# Notwendigkeit von Schutzleiter bei trennenden Schutzeinrichtungen



## Mecha2312 (12 März 2019)

Guten Tag liebe Forengemeinde,

ich wurde gerade auf eine Frage aufmerksam gemacht, die mir ein wenig Kopfschmerzen bereitet:

Ist es theoretisch, nach Norm (MRL, IEC 60204-1) erlaubt, ein Maschinenteil nicht in das Schutzleitersystem einzubinden, dass:

- ein berührbares leitfähiges Teil darstellt
- Antriebe und Leitungen trägt, die im Betrieb gefährliche Spannungen führen
- Sensoren und Signalleitungen trägt, die von einem SELV/PELV-Netzteil gespeist werden und keine gefährlichen Berührungsspannungen führen können
- von einer trennenden Schutzeinrichtung umgeben ist, die das berühren des Maschinenteils im Betrieb verhindert und das nicht leitend mit dem Teil verbunden ist
- mit einem Zutrittsschutz versehen ist, der im Zutrittsfall nach PL c..d..e.. die gefährlichen Spannungen sicher abschaltet


Wisst ihr, worauf ich hinaus will?
Gibt es dazu schon Threads?

Man könnte argumentieren, durch die trennende Schutzeinrichtung und Zutrittsschutz ist es nicht möglich, dass gefährliche Spannungen berührbar werden. 
Quasi wie Schutzklasse II.


----------



## oliver.tonn (12 März 2019)

Ich würde sagen nein, nur weil Du (bildlich gesprochen) den Stecker ziehst sind nicht alle Komponenten automatisch spannungsfrei. Bei FUs z.B. können die enthaltenen Kondensatoren noch eine gefährlich hohe Spannung enthalten und diese Spannung wird meine ich über den Schutzleiter abgeführt.


----------



## Tommi (12 März 2019)

Hallo,

laut EN60204-1 8.2.1 ist es notwendig, Maschinenkörper mit
dem Schutzleiter zu verbinden. Ausnahme bei Schutzklasse II
oder Schutztrennung.
Ein Sicherheitsschaltgerät der Schutztür ist nicht zum Freischalten
vorgesehen.
Wo ist denn das Problem, einen PE zu verlegen?


----------



## Plan_B (12 März 2019)

oliver.tonn schrieb:


> Bei FUs z.B. können die enthaltenen Kondensatoren noch eine gefährlich hohe Spannung enthalten und diese Spannung wird meine ich über den Schutzleiter abgeführt.
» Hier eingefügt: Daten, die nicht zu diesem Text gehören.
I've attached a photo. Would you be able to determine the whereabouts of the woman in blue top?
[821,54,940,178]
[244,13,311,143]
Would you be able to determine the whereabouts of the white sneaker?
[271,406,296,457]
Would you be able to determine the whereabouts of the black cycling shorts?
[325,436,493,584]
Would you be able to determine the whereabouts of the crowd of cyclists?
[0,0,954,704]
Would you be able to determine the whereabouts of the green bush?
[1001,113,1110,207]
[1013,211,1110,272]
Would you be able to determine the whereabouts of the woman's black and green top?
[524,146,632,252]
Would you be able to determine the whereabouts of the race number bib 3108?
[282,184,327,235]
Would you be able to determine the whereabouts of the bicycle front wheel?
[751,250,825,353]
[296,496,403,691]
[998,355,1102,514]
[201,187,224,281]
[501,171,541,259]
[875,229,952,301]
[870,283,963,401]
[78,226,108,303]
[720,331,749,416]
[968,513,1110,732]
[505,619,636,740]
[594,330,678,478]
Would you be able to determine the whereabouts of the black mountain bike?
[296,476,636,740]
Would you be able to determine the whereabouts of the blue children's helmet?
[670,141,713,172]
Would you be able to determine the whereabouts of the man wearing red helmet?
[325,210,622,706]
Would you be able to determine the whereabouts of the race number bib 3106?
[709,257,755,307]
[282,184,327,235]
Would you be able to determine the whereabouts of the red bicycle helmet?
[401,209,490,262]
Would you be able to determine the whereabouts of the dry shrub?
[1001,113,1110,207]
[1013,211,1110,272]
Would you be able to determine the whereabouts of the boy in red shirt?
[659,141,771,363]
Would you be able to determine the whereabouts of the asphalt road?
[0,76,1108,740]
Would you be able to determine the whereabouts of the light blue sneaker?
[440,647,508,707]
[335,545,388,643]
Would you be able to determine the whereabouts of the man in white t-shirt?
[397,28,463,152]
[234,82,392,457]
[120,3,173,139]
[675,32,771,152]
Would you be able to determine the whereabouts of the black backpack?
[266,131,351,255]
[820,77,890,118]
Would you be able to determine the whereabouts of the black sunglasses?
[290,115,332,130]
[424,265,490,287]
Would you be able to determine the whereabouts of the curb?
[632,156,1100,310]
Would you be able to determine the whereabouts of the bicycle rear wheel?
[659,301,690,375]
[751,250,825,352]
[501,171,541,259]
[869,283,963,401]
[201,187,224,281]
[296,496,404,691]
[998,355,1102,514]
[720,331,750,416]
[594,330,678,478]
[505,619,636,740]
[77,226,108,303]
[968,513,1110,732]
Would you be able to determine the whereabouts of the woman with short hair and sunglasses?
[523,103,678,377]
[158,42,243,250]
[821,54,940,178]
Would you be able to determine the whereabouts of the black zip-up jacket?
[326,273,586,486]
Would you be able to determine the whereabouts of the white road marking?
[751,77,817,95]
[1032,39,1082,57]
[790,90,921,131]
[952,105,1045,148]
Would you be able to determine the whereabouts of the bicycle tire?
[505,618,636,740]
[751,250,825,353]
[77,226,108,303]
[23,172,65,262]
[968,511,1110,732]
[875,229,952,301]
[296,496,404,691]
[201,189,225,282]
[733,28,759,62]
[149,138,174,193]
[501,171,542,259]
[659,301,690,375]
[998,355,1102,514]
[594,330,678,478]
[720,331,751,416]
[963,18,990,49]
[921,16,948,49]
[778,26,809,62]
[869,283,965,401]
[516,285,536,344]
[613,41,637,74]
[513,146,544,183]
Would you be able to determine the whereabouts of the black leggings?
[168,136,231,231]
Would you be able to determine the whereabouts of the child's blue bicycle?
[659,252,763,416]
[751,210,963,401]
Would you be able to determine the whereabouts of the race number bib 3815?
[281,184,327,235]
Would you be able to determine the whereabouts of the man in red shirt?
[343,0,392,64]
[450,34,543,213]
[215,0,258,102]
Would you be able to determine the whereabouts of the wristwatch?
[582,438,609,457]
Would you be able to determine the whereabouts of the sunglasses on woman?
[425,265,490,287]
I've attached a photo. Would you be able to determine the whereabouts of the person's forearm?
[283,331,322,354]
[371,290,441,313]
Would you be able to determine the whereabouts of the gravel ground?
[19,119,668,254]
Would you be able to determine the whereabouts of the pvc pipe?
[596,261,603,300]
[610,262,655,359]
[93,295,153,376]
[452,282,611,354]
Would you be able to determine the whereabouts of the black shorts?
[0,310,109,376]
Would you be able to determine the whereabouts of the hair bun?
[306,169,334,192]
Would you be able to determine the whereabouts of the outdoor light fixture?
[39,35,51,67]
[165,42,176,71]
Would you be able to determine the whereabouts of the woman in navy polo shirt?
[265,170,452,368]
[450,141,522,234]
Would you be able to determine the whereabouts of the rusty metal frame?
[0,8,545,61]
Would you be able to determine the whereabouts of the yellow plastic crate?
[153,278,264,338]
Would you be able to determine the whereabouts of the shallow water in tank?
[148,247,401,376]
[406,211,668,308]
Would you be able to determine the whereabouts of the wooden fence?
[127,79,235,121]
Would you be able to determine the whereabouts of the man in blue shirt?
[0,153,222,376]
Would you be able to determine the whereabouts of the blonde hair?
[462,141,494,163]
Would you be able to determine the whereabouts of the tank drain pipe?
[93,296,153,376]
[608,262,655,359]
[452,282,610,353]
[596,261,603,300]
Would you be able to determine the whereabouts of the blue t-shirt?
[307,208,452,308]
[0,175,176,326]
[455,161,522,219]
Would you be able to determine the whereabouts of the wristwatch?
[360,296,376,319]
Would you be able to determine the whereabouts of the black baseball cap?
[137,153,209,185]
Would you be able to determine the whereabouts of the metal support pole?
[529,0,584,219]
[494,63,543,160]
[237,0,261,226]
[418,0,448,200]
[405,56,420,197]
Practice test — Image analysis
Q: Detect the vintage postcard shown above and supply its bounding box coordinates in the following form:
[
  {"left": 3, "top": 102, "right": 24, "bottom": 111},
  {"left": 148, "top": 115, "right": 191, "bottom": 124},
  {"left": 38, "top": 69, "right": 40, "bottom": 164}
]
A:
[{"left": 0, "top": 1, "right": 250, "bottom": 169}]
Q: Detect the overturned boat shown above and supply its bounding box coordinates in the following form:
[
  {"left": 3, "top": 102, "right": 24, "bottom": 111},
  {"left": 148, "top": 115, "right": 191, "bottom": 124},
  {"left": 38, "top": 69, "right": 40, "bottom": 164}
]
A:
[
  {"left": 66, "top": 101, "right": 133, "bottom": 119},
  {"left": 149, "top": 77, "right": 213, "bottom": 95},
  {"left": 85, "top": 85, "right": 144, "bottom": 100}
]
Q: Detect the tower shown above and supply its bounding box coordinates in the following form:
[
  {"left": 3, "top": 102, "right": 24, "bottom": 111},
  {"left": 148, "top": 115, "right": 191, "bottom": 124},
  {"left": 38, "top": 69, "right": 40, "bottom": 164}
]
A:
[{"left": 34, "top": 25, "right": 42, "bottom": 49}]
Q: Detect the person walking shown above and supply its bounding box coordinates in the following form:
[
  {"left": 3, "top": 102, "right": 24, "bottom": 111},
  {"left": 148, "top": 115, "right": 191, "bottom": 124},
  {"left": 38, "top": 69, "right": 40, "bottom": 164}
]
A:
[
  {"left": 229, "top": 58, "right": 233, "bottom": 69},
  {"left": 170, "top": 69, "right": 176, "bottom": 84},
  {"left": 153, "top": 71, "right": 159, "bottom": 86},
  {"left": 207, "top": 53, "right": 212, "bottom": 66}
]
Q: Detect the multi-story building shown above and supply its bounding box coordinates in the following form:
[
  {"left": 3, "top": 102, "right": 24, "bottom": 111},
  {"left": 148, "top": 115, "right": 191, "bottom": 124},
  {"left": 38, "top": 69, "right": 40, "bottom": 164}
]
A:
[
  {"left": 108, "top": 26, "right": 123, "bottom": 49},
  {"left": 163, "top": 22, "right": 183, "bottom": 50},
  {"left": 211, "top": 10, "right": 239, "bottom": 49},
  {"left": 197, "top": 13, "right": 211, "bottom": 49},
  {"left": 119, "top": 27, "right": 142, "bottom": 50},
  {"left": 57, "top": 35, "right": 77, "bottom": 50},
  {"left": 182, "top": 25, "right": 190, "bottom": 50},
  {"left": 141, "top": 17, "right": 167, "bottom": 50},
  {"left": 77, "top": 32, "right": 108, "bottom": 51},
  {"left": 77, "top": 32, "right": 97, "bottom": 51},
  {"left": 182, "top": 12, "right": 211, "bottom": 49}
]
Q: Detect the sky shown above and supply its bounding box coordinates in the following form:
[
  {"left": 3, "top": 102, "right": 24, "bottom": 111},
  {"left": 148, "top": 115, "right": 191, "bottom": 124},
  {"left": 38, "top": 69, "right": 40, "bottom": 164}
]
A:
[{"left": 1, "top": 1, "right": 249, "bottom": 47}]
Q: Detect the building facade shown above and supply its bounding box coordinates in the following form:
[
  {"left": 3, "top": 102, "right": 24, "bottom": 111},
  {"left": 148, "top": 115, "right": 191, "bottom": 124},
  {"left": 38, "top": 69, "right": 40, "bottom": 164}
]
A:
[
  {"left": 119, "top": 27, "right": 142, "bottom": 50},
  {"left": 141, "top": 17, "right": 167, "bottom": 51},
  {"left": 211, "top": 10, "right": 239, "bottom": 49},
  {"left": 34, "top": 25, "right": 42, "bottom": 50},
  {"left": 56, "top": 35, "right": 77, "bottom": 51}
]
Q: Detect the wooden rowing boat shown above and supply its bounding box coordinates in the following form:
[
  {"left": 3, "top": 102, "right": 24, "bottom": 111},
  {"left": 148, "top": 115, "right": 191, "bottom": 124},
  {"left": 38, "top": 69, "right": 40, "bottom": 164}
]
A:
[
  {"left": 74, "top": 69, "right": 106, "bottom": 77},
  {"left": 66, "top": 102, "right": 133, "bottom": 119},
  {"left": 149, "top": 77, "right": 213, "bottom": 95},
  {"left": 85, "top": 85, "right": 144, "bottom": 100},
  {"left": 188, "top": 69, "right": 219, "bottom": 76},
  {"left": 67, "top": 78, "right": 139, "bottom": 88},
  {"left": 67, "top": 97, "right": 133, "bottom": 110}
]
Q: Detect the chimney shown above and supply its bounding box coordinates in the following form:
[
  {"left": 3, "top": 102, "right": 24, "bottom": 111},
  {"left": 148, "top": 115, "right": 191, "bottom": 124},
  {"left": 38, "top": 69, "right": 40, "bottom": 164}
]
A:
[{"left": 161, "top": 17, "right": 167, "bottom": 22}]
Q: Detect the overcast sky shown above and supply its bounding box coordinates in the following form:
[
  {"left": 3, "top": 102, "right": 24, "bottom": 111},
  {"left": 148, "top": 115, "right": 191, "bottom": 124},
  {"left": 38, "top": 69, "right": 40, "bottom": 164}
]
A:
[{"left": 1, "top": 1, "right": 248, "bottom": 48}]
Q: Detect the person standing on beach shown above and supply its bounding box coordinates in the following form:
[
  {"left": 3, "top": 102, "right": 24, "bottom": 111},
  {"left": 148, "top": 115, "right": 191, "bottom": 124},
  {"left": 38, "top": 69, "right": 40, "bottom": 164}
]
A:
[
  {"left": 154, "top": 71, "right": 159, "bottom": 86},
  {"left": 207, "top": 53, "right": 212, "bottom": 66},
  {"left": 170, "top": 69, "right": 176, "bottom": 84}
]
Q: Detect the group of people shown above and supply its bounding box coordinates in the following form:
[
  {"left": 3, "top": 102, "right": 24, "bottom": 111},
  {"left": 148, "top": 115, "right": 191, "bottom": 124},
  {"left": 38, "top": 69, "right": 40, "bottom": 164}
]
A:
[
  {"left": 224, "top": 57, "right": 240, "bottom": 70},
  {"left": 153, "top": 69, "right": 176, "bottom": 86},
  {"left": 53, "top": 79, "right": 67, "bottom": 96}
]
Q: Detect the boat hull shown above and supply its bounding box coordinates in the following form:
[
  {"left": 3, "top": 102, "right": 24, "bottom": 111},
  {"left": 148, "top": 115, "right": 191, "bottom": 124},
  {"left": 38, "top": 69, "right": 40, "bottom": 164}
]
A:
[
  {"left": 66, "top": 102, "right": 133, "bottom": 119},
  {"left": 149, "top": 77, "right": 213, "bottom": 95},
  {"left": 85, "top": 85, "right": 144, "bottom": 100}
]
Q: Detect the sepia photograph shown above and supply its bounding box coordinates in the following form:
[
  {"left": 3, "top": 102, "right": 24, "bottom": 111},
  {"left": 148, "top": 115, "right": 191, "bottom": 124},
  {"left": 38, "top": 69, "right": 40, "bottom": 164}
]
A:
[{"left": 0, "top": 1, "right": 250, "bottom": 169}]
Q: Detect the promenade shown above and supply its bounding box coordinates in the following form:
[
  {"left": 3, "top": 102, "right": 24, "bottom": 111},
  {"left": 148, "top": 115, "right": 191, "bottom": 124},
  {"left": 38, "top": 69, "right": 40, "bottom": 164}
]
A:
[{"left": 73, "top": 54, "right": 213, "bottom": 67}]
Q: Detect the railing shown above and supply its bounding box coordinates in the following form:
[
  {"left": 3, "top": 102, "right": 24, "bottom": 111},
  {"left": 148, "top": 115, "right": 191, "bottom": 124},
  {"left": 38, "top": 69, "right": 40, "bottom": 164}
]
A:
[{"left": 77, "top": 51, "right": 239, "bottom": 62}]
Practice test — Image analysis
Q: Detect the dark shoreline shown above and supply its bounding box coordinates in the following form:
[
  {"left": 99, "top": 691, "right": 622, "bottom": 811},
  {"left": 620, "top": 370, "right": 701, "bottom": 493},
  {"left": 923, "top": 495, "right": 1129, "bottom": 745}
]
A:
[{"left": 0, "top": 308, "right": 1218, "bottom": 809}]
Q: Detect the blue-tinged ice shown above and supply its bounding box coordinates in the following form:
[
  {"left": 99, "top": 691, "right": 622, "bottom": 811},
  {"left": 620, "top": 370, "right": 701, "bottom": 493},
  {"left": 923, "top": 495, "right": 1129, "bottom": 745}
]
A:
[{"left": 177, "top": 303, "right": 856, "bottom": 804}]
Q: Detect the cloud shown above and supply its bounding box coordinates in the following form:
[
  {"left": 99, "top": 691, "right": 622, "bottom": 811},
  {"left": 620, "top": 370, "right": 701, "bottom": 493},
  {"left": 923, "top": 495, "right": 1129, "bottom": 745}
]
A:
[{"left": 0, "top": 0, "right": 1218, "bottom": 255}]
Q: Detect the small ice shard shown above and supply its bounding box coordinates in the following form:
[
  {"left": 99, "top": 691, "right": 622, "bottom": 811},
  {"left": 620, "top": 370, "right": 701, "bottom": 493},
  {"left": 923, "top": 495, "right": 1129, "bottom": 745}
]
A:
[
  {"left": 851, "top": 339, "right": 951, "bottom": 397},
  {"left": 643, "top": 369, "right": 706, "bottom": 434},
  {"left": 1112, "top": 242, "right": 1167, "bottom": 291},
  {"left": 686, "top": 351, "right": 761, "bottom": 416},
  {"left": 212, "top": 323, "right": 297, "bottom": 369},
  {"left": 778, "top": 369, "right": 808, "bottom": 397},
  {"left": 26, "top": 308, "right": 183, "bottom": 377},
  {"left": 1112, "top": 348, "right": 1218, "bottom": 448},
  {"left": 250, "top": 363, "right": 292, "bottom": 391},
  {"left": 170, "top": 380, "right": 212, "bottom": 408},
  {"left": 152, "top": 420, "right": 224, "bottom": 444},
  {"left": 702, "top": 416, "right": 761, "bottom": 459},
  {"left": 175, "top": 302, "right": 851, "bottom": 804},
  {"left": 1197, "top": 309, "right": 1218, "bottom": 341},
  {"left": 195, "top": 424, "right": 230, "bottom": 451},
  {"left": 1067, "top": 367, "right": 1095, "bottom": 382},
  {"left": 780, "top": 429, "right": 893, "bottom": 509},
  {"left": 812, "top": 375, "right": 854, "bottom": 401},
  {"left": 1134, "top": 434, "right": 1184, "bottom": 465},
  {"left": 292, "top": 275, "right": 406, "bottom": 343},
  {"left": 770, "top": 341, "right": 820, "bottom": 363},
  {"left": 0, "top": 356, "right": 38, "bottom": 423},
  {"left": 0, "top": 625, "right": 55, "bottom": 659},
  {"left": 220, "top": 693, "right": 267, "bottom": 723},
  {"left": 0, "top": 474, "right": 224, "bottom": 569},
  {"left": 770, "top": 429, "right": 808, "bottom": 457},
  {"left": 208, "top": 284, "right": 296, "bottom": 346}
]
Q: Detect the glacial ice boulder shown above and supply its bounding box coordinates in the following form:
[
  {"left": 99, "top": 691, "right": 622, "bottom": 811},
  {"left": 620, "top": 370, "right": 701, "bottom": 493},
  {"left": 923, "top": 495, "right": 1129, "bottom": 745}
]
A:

Wohl eher über einen Entladewiderstand parallel zum Kondensator. Bei dieser Form der Gefährdung hilft der SL IMHO wenig, weil das Potential nach dem "Stecker ziehen" in der Luft hängt. Gegen den Schutzleiter kann da nix abgeführt werden weil kein Stromkreis mehr existiert. Der SL wäre nur ein "Bein".

Ansonsten verstehe ich die Frage auch nicht. Das Metallteil kann ja nicht in der Luft hängen. Entweder es ist mit geerdeten Teilen leitend verschraubt oder es sollte im Potentialausgleich (vulgo: Schutzleiter) explizit mit eingebunden werden.


----------



## Mecha2312 (13 März 2019)

Hallo zusammen, 

danke für Eure Antworten, Einschätzungen. 
Vielleicht noch zur Erläuterung: Ich habe nicht vor, den PE wegzulassen o.ä.. Es gab eine Behauptung, und ich grüble, wieso diese falsch ist. 
Weil es mein gesunder Menschenverstand und mein technisches Verständnis für falsch halten.



Tommi schrieb:


> Hallo,
> 
> laut EN60204-1 8.2.1 ist es notwendig, Maschinenkörper mit
> dem Schutzleiter zu verbinden. Ausnahme bei Schutzklasse II
> ...



Es gibt keins. Sonst hätte ich das erläuternd erwähnt 

Du hast recht, das SSG der Tür ist nicht zum Freischalten vorgesehen, und wird auch so nicht verwendet. Das habe ich falsch formuliert.
Es gibt die überwachte Zuhaltung, diese wird über sichere Eingänge ausgewertet, sicher verarbeitet und schaltet nach gefordertem PL über Schütze die Spannung ab.


----------